Saturday, 18 June 2016

The Opposite Sex

The Opposite sex: Anne Campbell (editor) (Harper & Rowe, 1989)
Possibly aimed at young adults and the general adult reader, this gives an overview of 1980s research on early childhood, parenting styles, puberty, delinquency, domestic violence, marriage, divorce and on sex differences as applied to work, creativity, love and communication patterns. Rutgers psychology professor Anne Campbell edited the work of a team of psychologists, sociologists, anthropologists and biologists. 

Birth sex ratio. Women’s hormone levels may help determine a baby’s sex by influencing whether X or Y bearing sperm is successful in fertilisation. Lower levels of hormones early and late in fertile period seem to favour males, higher levels in middle of fertile period seem to favour females. Hormone treatment for conception problems produces birth sex ration of 85M/100F. European average 106M/100F, Korean 115M/100F; Caribbean and African blacks have lower male births than Europeans. Mothers with AB blood have more sons. Orthodox male Jews have male biased birth ratio; Talmud decrees no intercourse until 12th day of cycle (7 days after end of period). More girls are born to older couples and those married longer, may be related to frequency of intercourse (declining with time and most likely when woman is most receptive). Higher number of male births in wartime, couples less selective about time of intercourse when man home on short term leave, plus greater sexual promiscuity.
Adopting a sex role. Subtle and pervasive learning process. Children tend to model themselves on same sex peer group. Influence of depictions on television: female engineer’s daughter may not consider engineering because female engineers are not common in life, books, TV or friends. Children are influenced by position in birth order of family and by sex of older and younger siblings.
Mothers at work: employed mothers spend less time on household chores. Children of working mothers experience more varied adult interaction, activities and toys, may also be given more responsibility and chores at an earlier age, more likely to be given formal lessons (ballet, piano, sports) and fathers participate a little more fully in house and child care. Parental splits. Divorce often means less prosperity for the parent with custody of the children, may mean move to a new neighbourhood, so loss of friends, neighbours, school.
Aggression is affected by testosterone level. High testosterone level link to high aggression level, and vice versa. Social non-acceptance of violence. Boys more often punished physically for aggression than girls, learning that being hit is something to do with being male (taking it like a man), find pain is brief and tolerable and that physical force is a way of imposing your will on others. Girls are as aware of how to be aggressive but choose more often not to display it unless there is real point. TV depicts male violence more often than female, this fosters aggression and sex stereotypes as to who is aggressive.
Skills and aptitudes. Present differences in spatial abilities would predict 2M to 1F architect, actual ratio 100M/1F. Ratio for science the same as for architecture. Women should outnumber men in law but do not. Teachers in maths and science expect boys to do better than girls, will spend more time with boys, give them longer to answer questions, work harder to get correct responses, more likely to call on boys for answers, which all promote confidence.
Moral development. (1) Will I be punished? begins 3-6 yrs (2) Will I be rewarded? begins 5-9 yrs (3) What will people think of me? begins 7-12 yrs (4) What if everyone did that? begins 10-15 yrs (5) Should I feel obliged to do this? begins 12 yrs up (6) Is it right according to universal principles? exceptional. Boys and girls go through same developmental stages. Offence in court of most girls is non-conformity to social model of accepted behaviour for young girls (ie. promiscuity, cohabiting, associating with undesirable friends). In USA, while in detention girls routinely checked for virginity, sexual disease and pregnancy. Boys more often in court for ‘criminal’ offences. Court cases 1/6 girls, 5/6 boys; of those sentenced to custodial placement, 50/50 girls and boys. Truancy, shoplifting, petty theft, drinking alcohol, using some drugs: girls and boys alike. More serious crimes, many more boys than girls. Today girls have more freedom, more likely to be in gang, which is when more delinquency occurs with the need to win gang approval.
Violence.

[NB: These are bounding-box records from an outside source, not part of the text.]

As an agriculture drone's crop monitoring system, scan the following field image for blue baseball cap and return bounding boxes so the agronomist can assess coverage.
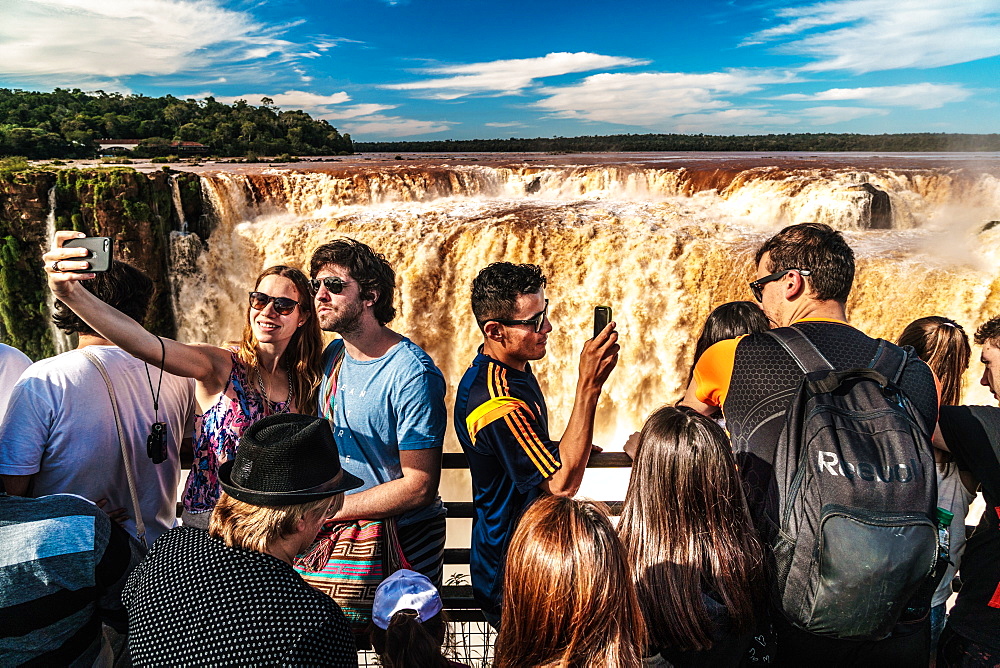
[372,568,442,631]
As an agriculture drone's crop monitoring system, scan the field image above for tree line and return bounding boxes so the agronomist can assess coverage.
[354,132,1000,153]
[0,88,354,159]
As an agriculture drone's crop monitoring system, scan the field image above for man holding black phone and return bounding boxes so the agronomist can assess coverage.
[455,262,619,627]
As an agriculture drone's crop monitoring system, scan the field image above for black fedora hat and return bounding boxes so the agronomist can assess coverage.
[219,413,364,506]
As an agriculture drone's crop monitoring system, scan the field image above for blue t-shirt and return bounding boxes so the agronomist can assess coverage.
[455,350,562,615]
[319,337,448,526]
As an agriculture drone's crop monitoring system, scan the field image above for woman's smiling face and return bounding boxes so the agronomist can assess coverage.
[249,274,309,344]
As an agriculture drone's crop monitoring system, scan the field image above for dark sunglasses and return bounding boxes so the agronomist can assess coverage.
[479,299,549,332]
[750,269,812,302]
[309,276,347,295]
[250,292,299,315]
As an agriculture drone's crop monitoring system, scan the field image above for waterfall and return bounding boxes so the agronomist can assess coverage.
[42,186,75,355]
[168,165,1000,449]
[169,174,187,234]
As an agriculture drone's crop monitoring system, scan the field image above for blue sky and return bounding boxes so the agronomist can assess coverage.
[0,0,1000,141]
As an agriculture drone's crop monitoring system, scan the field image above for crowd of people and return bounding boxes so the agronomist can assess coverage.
[0,223,1000,668]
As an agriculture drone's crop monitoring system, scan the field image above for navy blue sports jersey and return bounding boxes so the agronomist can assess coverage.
[455,348,562,616]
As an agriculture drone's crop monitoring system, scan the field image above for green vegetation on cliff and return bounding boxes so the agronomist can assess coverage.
[0,88,353,159]
[0,167,201,359]
[354,133,1000,153]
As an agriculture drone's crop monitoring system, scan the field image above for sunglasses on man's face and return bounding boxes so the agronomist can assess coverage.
[309,276,347,295]
[250,292,299,315]
[479,299,549,333]
[750,268,812,303]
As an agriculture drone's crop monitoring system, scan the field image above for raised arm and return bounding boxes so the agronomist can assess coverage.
[42,231,232,393]
[539,322,620,496]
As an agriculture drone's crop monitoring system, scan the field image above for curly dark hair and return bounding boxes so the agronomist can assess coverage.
[309,237,396,325]
[975,315,1000,346]
[472,262,546,323]
[754,223,854,303]
[52,260,155,335]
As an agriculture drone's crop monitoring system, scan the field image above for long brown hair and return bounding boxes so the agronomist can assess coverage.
[236,264,323,413]
[897,315,972,406]
[618,406,766,651]
[494,496,646,668]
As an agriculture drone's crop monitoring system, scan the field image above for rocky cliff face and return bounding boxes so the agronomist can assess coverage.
[0,168,201,359]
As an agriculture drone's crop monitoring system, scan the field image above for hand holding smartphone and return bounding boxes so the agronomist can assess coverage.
[594,306,611,339]
[63,237,115,274]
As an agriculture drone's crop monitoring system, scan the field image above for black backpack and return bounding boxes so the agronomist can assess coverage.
[769,327,938,640]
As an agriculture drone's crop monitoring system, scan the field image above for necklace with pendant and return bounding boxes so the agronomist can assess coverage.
[257,367,295,415]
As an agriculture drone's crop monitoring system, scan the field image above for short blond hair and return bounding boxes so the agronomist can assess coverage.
[208,492,344,552]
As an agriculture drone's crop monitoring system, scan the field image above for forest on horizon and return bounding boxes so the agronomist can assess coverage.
[354,132,1000,153]
[0,88,354,160]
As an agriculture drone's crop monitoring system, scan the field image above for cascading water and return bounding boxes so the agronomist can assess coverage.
[42,186,73,355]
[168,160,1000,498]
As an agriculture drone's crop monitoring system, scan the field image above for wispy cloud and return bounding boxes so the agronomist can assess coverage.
[0,0,312,81]
[744,0,1000,73]
[670,108,799,135]
[215,90,351,119]
[795,106,889,125]
[534,70,792,127]
[381,51,648,100]
[773,83,972,109]
[342,115,457,140]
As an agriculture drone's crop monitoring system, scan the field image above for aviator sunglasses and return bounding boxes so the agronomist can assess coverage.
[250,292,299,315]
[309,276,347,295]
[750,268,812,302]
[479,299,549,333]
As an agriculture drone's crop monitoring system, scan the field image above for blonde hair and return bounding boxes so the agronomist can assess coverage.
[897,315,972,406]
[236,265,323,413]
[208,492,344,552]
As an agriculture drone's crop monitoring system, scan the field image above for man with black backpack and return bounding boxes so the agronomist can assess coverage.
[684,223,939,667]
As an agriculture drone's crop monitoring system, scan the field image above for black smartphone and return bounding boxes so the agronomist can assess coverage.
[63,237,115,274]
[594,306,611,338]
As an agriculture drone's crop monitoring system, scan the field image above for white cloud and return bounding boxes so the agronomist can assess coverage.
[209,90,397,121]
[773,83,972,109]
[341,115,457,141]
[796,107,889,125]
[323,103,399,120]
[671,109,798,135]
[534,70,791,127]
[0,0,304,80]
[382,51,648,100]
[744,0,1000,73]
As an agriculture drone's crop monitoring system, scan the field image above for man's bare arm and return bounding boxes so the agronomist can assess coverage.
[538,322,620,496]
[334,448,442,520]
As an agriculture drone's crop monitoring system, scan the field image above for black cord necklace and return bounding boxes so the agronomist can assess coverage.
[146,336,167,464]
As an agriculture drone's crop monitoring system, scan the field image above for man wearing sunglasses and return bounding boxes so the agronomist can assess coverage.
[310,238,448,586]
[455,262,619,627]
[683,223,938,666]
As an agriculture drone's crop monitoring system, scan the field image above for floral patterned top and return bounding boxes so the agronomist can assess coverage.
[182,351,290,513]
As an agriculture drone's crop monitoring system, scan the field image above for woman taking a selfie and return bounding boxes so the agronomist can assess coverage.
[42,231,322,528]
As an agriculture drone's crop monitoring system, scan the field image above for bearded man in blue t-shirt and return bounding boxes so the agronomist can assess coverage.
[310,238,448,586]
[455,262,619,627]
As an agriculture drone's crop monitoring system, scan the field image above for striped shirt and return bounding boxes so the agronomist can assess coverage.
[0,494,138,666]
[455,351,562,615]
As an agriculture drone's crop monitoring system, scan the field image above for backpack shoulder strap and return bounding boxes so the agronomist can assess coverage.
[767,327,833,373]
[868,339,910,387]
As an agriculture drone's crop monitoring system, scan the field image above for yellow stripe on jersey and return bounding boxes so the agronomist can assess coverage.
[480,363,561,478]
[465,397,528,445]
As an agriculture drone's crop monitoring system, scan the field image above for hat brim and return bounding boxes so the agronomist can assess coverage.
[219,459,365,506]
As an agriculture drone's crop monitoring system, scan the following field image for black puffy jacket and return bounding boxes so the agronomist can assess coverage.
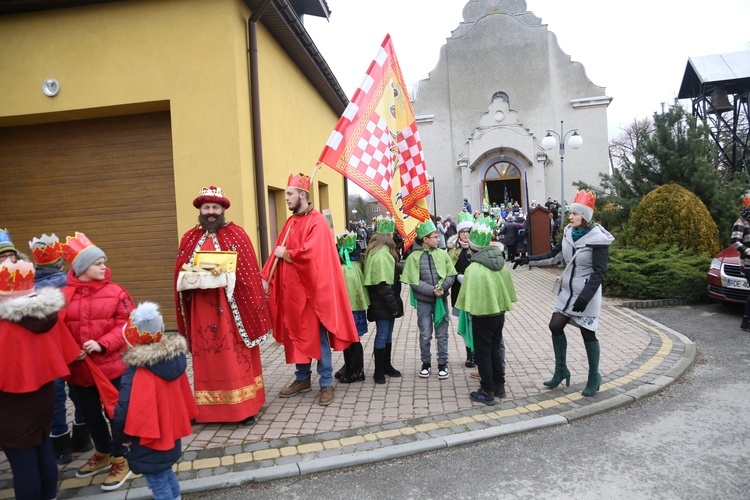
[366,262,404,321]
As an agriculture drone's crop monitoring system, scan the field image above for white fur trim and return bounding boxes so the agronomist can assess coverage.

Man who batters wife is also likely to batter children. Pregnant women espec. prone to being battered. American research found battered women may have little confidence in their ability to live on their own or as a single parent or to be financially independent, rather than be disposed to provoke abuse or attracted to batterers.
Feelings: men and women likely to feel same levels of anger, fear, etc.; women able and willing to show this more than men. Communication: women better than men in decoding emotional messages read from body languages but do not spot deception as well; men better at spotting lies. Women less ability to deceive as used to expressing emotion. Men see difference between face and body language.
Media representation. Commercials: women consumers, men technical voice-overs. Women more often depicted in family setting. News: women rarely written about, are rarely the writers, rarely photographed except for gossip of page 3 type pictures.
People range from male men to androgynous (both factors in either sex) to female women. The androgynous types of either sex are more flexible, better psychologically adjusted; should we not use the terms masculine and feminine but rather assess individual characteristics (eg. assertiveness, self-reliance, tenderness, sensitivity)?